Now, a common and wrong way of viewing what is happening in the room is to think that Humanity and Jesus are sitting at the table of redemption or atonement. Humanity wants God to come to the table, wants to not be separated from God, to not have a broken relationship with God, while God is somewhere off in the room, turned away from the table and either unwilling or unable to come to the table because of the sins of Humanity. Enter Jesus. Jesus, being perfect, gets up from his place at the table next to humanity and crosses the room and persuades God, or makes it possible for God, to come to the table – to forgive Humanity, to be reconciled with Humanity, to be at-one with Humanity.
A better and more biblically accurate view of what is happening in the room is this. Humanity is off in the room, away from the table, with his or her back turned away from the table. There is a part of Humanity that would like to be at the table but Humanity would also like to do Humanity’s own thing. Humanity doesn’t trust God. The distance and alienation from God make Humanity feel like God has rejected Humanity. Guilt, shame, fear, and pride keep Humanity from coming to the table. God has been at the table of reconciliation for a long time, calling out to humanity, offering love, forgiveness, and belonging (if Isaiah 1:18 starts playing in your mind at this point that is quite appropriate).

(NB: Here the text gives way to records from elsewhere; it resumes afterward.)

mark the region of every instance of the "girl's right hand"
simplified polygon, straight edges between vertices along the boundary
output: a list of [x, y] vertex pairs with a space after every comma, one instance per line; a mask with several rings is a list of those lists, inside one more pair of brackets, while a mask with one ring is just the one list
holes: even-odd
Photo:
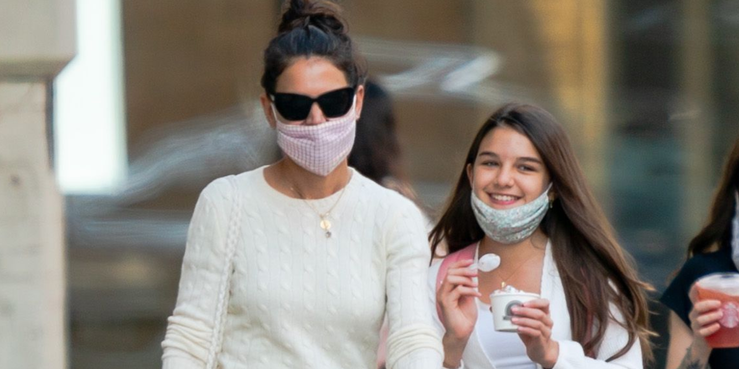
[[693, 303], [693, 308], [688, 317], [690, 319], [690, 329], [693, 332], [693, 342], [705, 343], [705, 337], [716, 333], [721, 328], [718, 320], [723, 317], [721, 302], [718, 300], [698, 300], [698, 292], [695, 285], [690, 288], [688, 294]]
[[472, 260], [463, 260], [452, 263], [436, 292], [436, 300], [441, 307], [444, 329], [446, 330], [445, 337], [463, 345], [466, 345], [477, 321], [475, 298], [482, 296], [473, 279], [477, 276], [477, 270], [469, 268], [473, 262]]

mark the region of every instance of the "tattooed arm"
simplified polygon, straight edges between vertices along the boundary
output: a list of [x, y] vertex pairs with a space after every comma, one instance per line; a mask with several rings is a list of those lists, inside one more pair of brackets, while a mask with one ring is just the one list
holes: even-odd
[[721, 311], [721, 303], [704, 300], [695, 303], [690, 311], [691, 328], [674, 311], [670, 312], [670, 348], [667, 369], [704, 369], [711, 348], [704, 339], [716, 332]]
[[[710, 349], [709, 349], [710, 353]], [[683, 361], [678, 365], [677, 369], [705, 369], [708, 364], [708, 356], [704, 356], [702, 350], [694, 350], [693, 345], [688, 346], [683, 356]], [[669, 368], [669, 367], [668, 367]]]

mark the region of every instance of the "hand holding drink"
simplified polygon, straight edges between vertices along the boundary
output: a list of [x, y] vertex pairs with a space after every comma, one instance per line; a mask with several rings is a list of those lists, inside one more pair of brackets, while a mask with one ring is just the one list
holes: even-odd
[[693, 331], [713, 348], [739, 347], [739, 273], [706, 275], [693, 289]]

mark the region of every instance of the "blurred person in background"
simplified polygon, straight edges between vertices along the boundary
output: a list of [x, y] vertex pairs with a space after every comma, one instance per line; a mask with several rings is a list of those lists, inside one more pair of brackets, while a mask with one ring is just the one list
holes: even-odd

At some point God turns to the one beside him at the table, Jesus, and sends him out to rescue and bring back humanity. Jesus goes to Humanity’s dark corner of the room and becomes Emmanuel, God with us. Jesus shares the message of God’s love, God’s forgiveness, God’s mercy, God’s rescue with Humanity in ways that Humanity can see, touch, smell, and hear. Through Jesus’ life and ministry, Jesus shows Humanity who God really is. Jesus tells stories of lost coins being found, lost sheep being sought after and brought home, and lost sons being run after. Jesus’ life is all about helping Humanity turn around and see God for who God really is – standing at the table of reconciliation, the table of atonement, the table of redemption with love in his eyes saying “come home.”

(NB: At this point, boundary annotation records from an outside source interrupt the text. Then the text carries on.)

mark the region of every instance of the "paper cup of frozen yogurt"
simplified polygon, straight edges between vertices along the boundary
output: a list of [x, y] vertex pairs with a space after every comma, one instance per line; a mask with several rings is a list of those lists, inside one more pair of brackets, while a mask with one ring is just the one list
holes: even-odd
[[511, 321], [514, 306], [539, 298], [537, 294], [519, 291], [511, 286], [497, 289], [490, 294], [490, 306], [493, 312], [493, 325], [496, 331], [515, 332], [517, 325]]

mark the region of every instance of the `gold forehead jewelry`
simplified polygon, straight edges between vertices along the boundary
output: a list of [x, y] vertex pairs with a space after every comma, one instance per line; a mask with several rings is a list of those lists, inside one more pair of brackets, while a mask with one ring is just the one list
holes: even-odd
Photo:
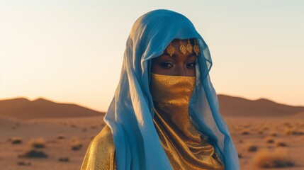
[[[183, 53], [186, 54], [186, 52], [188, 52], [189, 53], [191, 53], [192, 51], [194, 50], [194, 52], [196, 52], [196, 55], [198, 55], [200, 52], [200, 47], [196, 42], [196, 40], [194, 39], [194, 47], [192, 47], [192, 45], [190, 43], [190, 40], [188, 38], [188, 44], [187, 46], [185, 46], [181, 43], [181, 40], [179, 40], [179, 51]], [[172, 45], [171, 42], [169, 45], [169, 46], [167, 47], [167, 52], [170, 55], [170, 57], [172, 57], [173, 54], [174, 54], [175, 48]]]
[[167, 47], [167, 52], [168, 52], [170, 57], [172, 57], [172, 55], [174, 54], [174, 52], [175, 52], [175, 48], [170, 42], [170, 45], [168, 46], [168, 47]]
[[187, 48], [187, 51], [188, 51], [189, 53], [191, 53], [191, 52], [192, 52], [192, 50], [193, 50], [193, 47], [192, 47], [192, 45], [191, 45], [191, 44], [190, 44], [189, 38], [188, 38], [188, 44], [187, 44], [187, 47], [186, 47], [186, 48]]
[[179, 51], [181, 52], [181, 53], [183, 54], [186, 54], [186, 52], [187, 52], [187, 50], [186, 49], [186, 46], [181, 43], [181, 40], [179, 40]]
[[198, 43], [196, 42], [196, 40], [194, 39], [194, 52], [196, 52], [196, 55], [198, 55], [198, 52], [200, 52], [200, 46], [198, 46]]

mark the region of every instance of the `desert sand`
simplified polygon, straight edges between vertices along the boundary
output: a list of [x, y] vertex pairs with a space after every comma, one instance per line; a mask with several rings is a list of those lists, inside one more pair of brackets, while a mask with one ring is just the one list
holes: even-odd
[[[260, 107], [264, 108], [263, 106]], [[62, 114], [58, 118], [33, 115], [27, 119], [24, 115], [0, 114], [0, 169], [79, 169], [91, 140], [105, 125], [104, 113], [75, 118]], [[240, 155], [241, 169], [275, 169], [259, 166], [269, 159], [265, 153], [274, 151], [292, 164], [279, 169], [304, 169], [304, 112], [272, 114], [223, 114]], [[26, 155], [28, 151], [32, 152]], [[35, 154], [38, 157], [28, 157]]]

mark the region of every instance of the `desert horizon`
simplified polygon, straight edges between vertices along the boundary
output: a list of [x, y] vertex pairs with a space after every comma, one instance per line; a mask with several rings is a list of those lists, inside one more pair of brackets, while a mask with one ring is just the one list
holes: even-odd
[[[264, 98], [250, 101], [222, 94], [218, 98], [241, 169], [273, 169], [259, 167], [271, 154], [290, 164], [280, 169], [304, 168], [303, 106]], [[45, 98], [0, 100], [0, 166], [79, 169], [91, 140], [106, 125], [104, 115]]]

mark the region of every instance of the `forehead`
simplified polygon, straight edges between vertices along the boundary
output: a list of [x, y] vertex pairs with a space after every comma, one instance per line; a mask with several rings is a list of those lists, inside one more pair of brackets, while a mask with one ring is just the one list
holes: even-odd
[[[171, 43], [166, 47], [166, 49], [164, 50], [163, 53], [158, 56], [157, 57], [155, 57], [155, 60], [167, 60], [167, 59], [172, 59], [172, 60], [187, 60], [189, 58], [196, 58], [196, 55], [194, 52], [193, 50], [192, 50], [192, 52], [188, 52], [188, 51], [186, 51], [185, 54], [181, 52], [180, 47], [181, 45], [184, 45], [185, 47], [190, 43], [192, 47], [194, 45], [194, 41], [193, 39], [186, 39], [186, 40], [179, 40], [179, 39], [174, 39], [173, 40]], [[171, 57], [169, 54], [167, 52], [167, 49], [169, 46], [173, 46], [174, 48], [174, 52]]]

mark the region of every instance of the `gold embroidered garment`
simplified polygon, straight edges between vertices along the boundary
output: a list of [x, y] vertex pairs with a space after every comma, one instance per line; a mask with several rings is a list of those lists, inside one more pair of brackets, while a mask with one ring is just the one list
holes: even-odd
[[[195, 76], [151, 74], [153, 119], [162, 145], [174, 169], [224, 170], [214, 150], [192, 125], [188, 107]], [[81, 170], [116, 169], [115, 146], [108, 125], [91, 141]]]
[[106, 125], [90, 142], [81, 170], [116, 169], [115, 145], [110, 127]]
[[188, 116], [195, 82], [195, 76], [152, 74], [153, 121], [174, 169], [223, 170], [225, 166], [214, 147], [194, 128]]

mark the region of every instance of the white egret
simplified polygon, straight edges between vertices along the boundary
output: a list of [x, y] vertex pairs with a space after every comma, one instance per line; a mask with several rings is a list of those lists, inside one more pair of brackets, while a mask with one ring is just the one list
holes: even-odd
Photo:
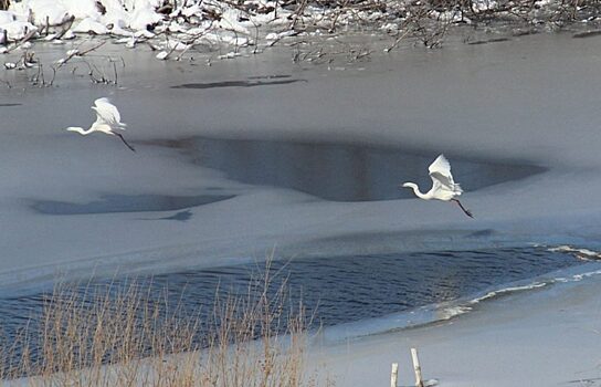
[[428, 192], [420, 192], [418, 185], [414, 182], [404, 182], [403, 187], [412, 188], [413, 192], [415, 192], [420, 199], [454, 201], [461, 207], [466, 216], [474, 218], [472, 211], [465, 209], [461, 201], [456, 199], [456, 197], [463, 194], [463, 189], [461, 189], [461, 186], [453, 180], [451, 164], [449, 164], [446, 157], [444, 157], [444, 155], [436, 157], [434, 163], [428, 167], [428, 170], [430, 171], [430, 178], [432, 179], [432, 188]]
[[125, 140], [123, 135], [116, 129], [125, 130], [126, 124], [122, 123], [122, 116], [117, 106], [113, 105], [108, 98], [103, 97], [94, 101], [92, 109], [96, 112], [96, 121], [92, 124], [89, 129], [85, 130], [83, 127], [70, 126], [66, 128], [68, 132], [76, 132], [82, 136], [88, 135], [94, 132], [101, 132], [109, 136], [117, 136], [122, 142], [131, 150], [136, 151], [134, 147]]

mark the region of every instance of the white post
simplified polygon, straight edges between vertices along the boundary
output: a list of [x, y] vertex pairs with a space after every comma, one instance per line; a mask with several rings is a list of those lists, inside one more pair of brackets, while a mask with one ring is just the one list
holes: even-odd
[[392, 363], [392, 373], [390, 374], [390, 387], [397, 387], [399, 378], [399, 363]]
[[423, 387], [422, 368], [418, 358], [418, 349], [411, 348], [411, 358], [413, 359], [413, 370], [415, 372], [415, 387]]

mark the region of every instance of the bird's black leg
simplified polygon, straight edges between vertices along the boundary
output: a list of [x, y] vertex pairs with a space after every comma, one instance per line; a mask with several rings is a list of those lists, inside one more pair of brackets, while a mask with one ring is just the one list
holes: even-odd
[[462, 206], [461, 201], [458, 201], [458, 199], [451, 199], [453, 200], [454, 202], [456, 202], [460, 208], [463, 210], [463, 212], [465, 212], [466, 216], [468, 216], [470, 218], [474, 218], [474, 216], [472, 215], [472, 211], [465, 209], [465, 207]]
[[125, 140], [125, 138], [123, 137], [123, 135], [120, 133], [115, 133], [115, 136], [119, 137], [122, 139], [122, 142], [129, 148], [131, 149], [133, 151], [136, 151], [136, 149], [134, 149], [134, 147], [129, 144], [127, 144], [127, 142]]

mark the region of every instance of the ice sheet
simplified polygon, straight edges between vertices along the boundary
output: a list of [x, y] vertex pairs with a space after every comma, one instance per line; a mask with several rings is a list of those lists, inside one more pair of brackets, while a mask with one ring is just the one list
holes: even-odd
[[[534, 35], [494, 45], [411, 49], [334, 71], [294, 64], [285, 48], [205, 66], [165, 64], [150, 61], [151, 52], [108, 44], [101, 53], [123, 55], [127, 64], [119, 86], [91, 86], [63, 72], [59, 87], [0, 94], [0, 284], [6, 290], [70, 270], [166, 271], [261, 259], [273, 248], [284, 257], [333, 257], [598, 243], [600, 45], [601, 40]], [[52, 46], [48, 55], [61, 57], [68, 49]], [[277, 74], [304, 81], [172, 88]], [[23, 74], [0, 71], [0, 77], [18, 83]], [[89, 125], [89, 106], [106, 95], [119, 106], [137, 154], [115, 138], [63, 130]], [[444, 153], [451, 163], [527, 161], [549, 169], [476, 191], [464, 187], [472, 220], [444, 202], [331, 202], [245, 185], [194, 165], [178, 148], [149, 145], [191, 136], [387, 144], [432, 159]], [[31, 207], [32, 200], [88, 203], [107, 195], [199, 196], [215, 187], [233, 198], [190, 208], [186, 222], [140, 220], [177, 210], [54, 216]]]

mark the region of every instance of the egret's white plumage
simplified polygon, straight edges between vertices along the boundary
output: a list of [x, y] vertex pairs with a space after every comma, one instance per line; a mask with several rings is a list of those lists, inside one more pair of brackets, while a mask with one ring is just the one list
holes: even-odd
[[461, 201], [456, 199], [456, 197], [463, 194], [463, 189], [461, 189], [461, 186], [453, 179], [453, 175], [451, 175], [451, 164], [446, 157], [444, 157], [444, 155], [436, 157], [430, 167], [428, 167], [428, 170], [430, 172], [430, 178], [432, 179], [432, 188], [428, 192], [422, 194], [414, 182], [404, 182], [403, 187], [412, 188], [415, 196], [420, 199], [455, 201], [466, 216], [473, 218], [472, 211], [466, 210]]
[[115, 132], [116, 129], [125, 130], [127, 127], [126, 124], [122, 123], [122, 116], [117, 106], [113, 105], [108, 98], [103, 97], [94, 101], [92, 109], [96, 112], [96, 121], [92, 124], [89, 129], [85, 130], [83, 127], [70, 126], [66, 130], [76, 132], [82, 136], [86, 136], [94, 132], [117, 136], [129, 149], [136, 151], [136, 149], [125, 140], [120, 133]]

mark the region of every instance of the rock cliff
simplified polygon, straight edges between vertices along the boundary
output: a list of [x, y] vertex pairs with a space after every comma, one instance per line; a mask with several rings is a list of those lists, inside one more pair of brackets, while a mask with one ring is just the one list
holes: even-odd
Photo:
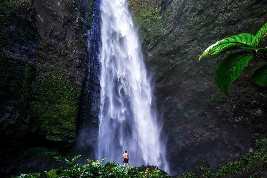
[[255, 149], [267, 134], [266, 88], [251, 80], [266, 62], [254, 58], [228, 92], [215, 83], [225, 55], [198, 61], [219, 40], [255, 35], [266, 23], [264, 1], [129, 1], [155, 81], [172, 174], [192, 171], [200, 158], [211, 166]]
[[[89, 115], [96, 127], [98, 107], [93, 103], [97, 102], [90, 101], [97, 98], [99, 86], [89, 73], [99, 66], [90, 61], [93, 56], [88, 54], [86, 40], [92, 2], [0, 3], [1, 176], [53, 168], [51, 159], [65, 153], [85, 122], [82, 117]], [[243, 32], [255, 34], [266, 23], [267, 2], [129, 2], [154, 81], [171, 174], [193, 171], [201, 158], [213, 166], [254, 150], [256, 141], [267, 136], [267, 90], [251, 78], [265, 62], [253, 58], [228, 97], [214, 77], [225, 56], [198, 58], [218, 40]], [[92, 85], [96, 86], [90, 90]], [[91, 110], [85, 109], [88, 101]]]
[[73, 141], [88, 62], [76, 1], [1, 2], [2, 176], [50, 167]]

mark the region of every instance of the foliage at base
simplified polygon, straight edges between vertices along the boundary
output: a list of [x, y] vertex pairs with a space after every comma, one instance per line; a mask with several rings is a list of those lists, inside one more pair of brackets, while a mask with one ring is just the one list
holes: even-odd
[[[55, 157], [58, 161], [66, 163], [67, 167], [61, 167], [53, 169], [49, 172], [45, 171], [43, 173], [44, 177], [44, 178], [152, 178], [158, 177], [160, 172], [157, 167], [152, 169], [149, 168], [143, 171], [138, 168], [131, 166], [125, 167], [114, 162], [104, 164], [102, 163], [105, 159], [101, 160], [87, 159], [88, 164], [79, 163], [72, 166], [74, 162], [80, 157], [80, 155], [78, 155], [71, 159], [68, 155], [67, 158], [61, 156]], [[19, 175], [15, 178], [36, 178], [41, 175], [39, 173], [24, 174]]]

This is true of Jesus’ life and it is especially true of his death. There is no clearer revelation of who God is and who we are than this. There could be no purer at-one-ing sacrifice than this. At the cross all of Humanity’s pride and fear and violence were drawn out. Everything that is dark and frightening and ugly in us that we try to pretend isn’t there or isn’t that big of a deal was drawn out and exposed for what it truly is . . . and in that same moment, through Jesus, God met our darkness with God’s never ending never giving up love and forgiveness. And it broke something in us. It broke something in the centurion who had supervised the torture and execution of Jesus like he had done to so many people before – but this time, this hardened soldier looked at the man he had just killed and said, “Surely he was the Son of God!” It broke something in the crowds who had spent hours demanding Jesus’ torture and execution, mocking him, and spitting on him. When this Messiah, this Servant of God, this Emmanuel, this God with us, took all they had to spew out on him and gave them unending love, compassion, and mercy in return, it broke something in them and they left the crucifixion they had demanded and cheered on with the heads hung, beating their breasts in grief.
In no more profound and powerful way did God ever deal with the guilt, shame, fear, and pride that keeps Humanity from joining God at the table of reconciliation and atonement than at the cross of Jesus. It was and still is God’s greatest act of rescue for all of us and through it God continues to draw people back to the table.
God was never the one that needed changing. God coming after us has always been the story – and Jesus the greatest part. Jesus being the atoning (at-one-ing) sacrifice for our sins was never about God’s need for blood or God’s inability or unwillingness to forgive our sins. It was always about God coming after us. About helping us see who we are and who God is, so that we would finally come home to the God who has always and will always love us and long to make us whole.